The California False Claims Act makes any person, firm or corporation involved in such a fraud liable for three times the amount of damages sustained by the state or any of its political subdivisions plus a civil penalty of not less than $5,000 and not more than $10,000. If the state Attorney General or the prosecuting authority for the defrauded political subdivision has not already initiated a proceeding to recover the funds, the California False Claims Act authorizes any person to bring a civil action against the perpetrators of the fraud to recover all amounts authorized by the statute. A person bringing such a civil action for the state or its political subdivision affected by the fraud is designated the “qui tam plaintiff” under the statute. A qui tam plaintiff who satisfies all of the technical and procedural requirements imposed by the California False Claims Act is entitled to a reward of a percentage of the proceeds recovered as determined in the discretion of the trial court for his or her efforts in bringing the action and in furnishing the information that results in a favorable judgment.
The qui tam plaintiff must initially file the lawsuit in the Superior Court under seal and without any notice to the defrauding contractor named as the defendant in the case. The qui tam plaintiff must immediately serve a copy of the lawsuit on the state Attorney General’s office who will in turn serve a copy of the lawsuit on the prosecuting authority of any political subdivision of the state that may have been the victim of the fraud. The Attorney General’s office and if appropriate, the prosecuting authority for the affected political subdivision, is allowed a period of time to review and evaluate the lawsuit and make a determination of whether or not to intervene in the case and assume responsibility for pursuing it.
If the AG’s office and if appropriate, the prosecuting authority for the affected political subdivision, declines to pursue the case then the qui tam plaintiff is authorized to pursue it. The percentage of the proceeds awarded to the qui tam plaintiff for his or her efforts will be increased if the AG’s office declines to pursue it and the qui tam plaintiff is required to carry the burden of pursuing the case all the way to judgment. In particular concerning the technical and procedural requirements that can result in the court’s dismissal of a case brought by a qui tam plaintiff, the case cannot be brought if it is based upon facts that have already been publicly disclosed in a civil, criminal or administrative proceeding, or in an official investigation, report, hearing or audit by a legislative or governing body, or by the news media unless the qui tam plaintiff is the “original source” of the information resulting in the public disclosure as that term is defined in the California False Claims Act. In addition to a percentage of the proceeds recovered in the case, a successful qui tam plaintiff is entitled to judgment against the defrauding defendants for reasonable costs incurred plus court costs and a reasonable attorney’s fee.
The California False Claims Act contains within it strong whistleblower protections for the protection of employee whistleblowers. The whistleblower provisions prohibit employers from establishing or enforcing any rule or policy that would keep an employee from doing anything supportive of a false claims action, including reporting information to the appropriate government authorities or initiating, assisting with, giving testimony or otherwise furthering a false claims action including such an action against their own employer.
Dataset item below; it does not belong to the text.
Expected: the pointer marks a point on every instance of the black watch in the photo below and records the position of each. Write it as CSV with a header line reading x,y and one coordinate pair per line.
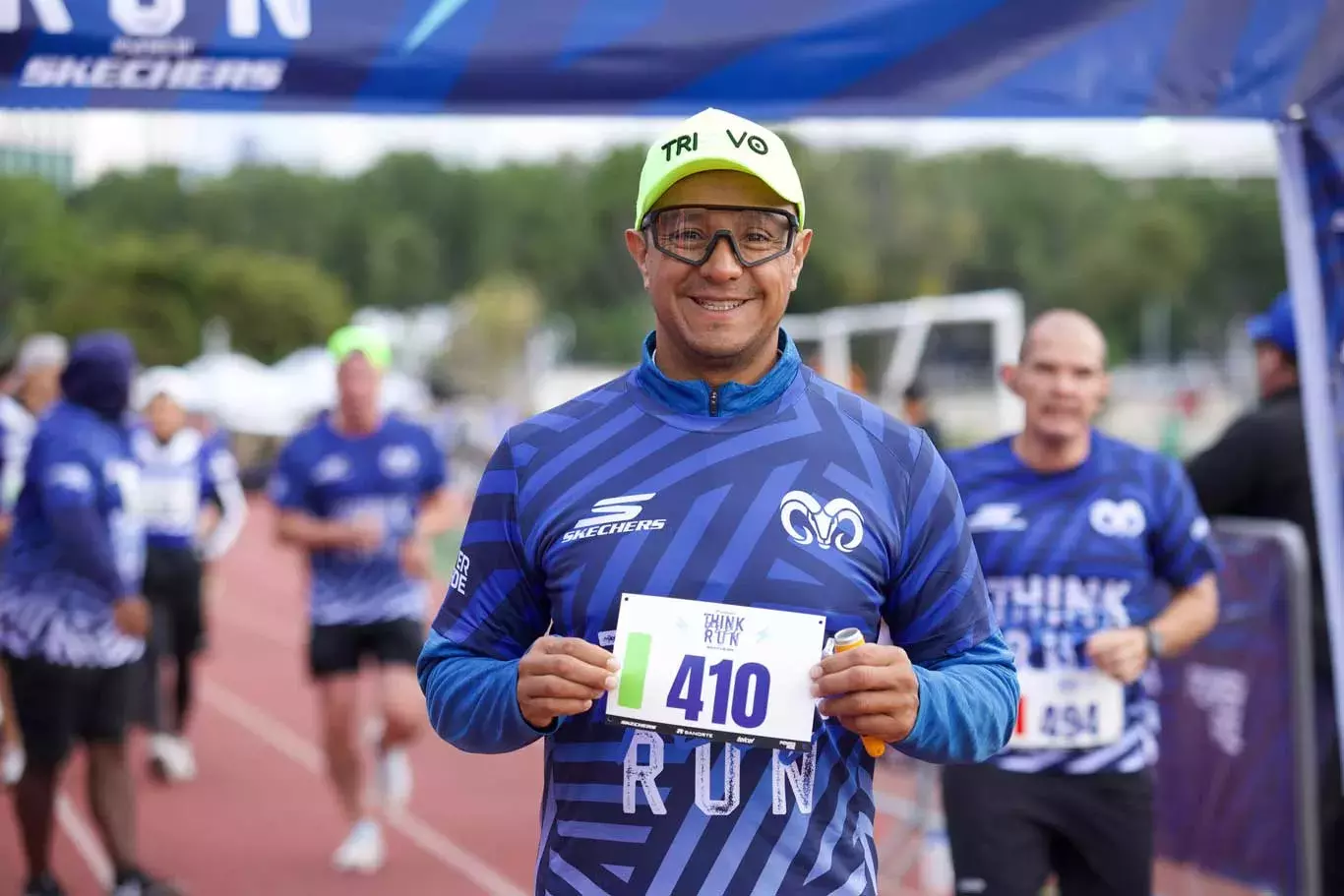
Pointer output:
x,y
1155,642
Employers are prohibited from discharging, demoting, discriminating against or in any other manner retaliating against an employee in the terms and conditions of her employment because of the employee’s lawful acts in support of a false claims action. Any employer that takes retaliatory action is liable in a civil action brought by the employee for two times the amount of any back pay, restoration of seniority, recovery of any special damages suffered and for punitive damages in an appropriate case.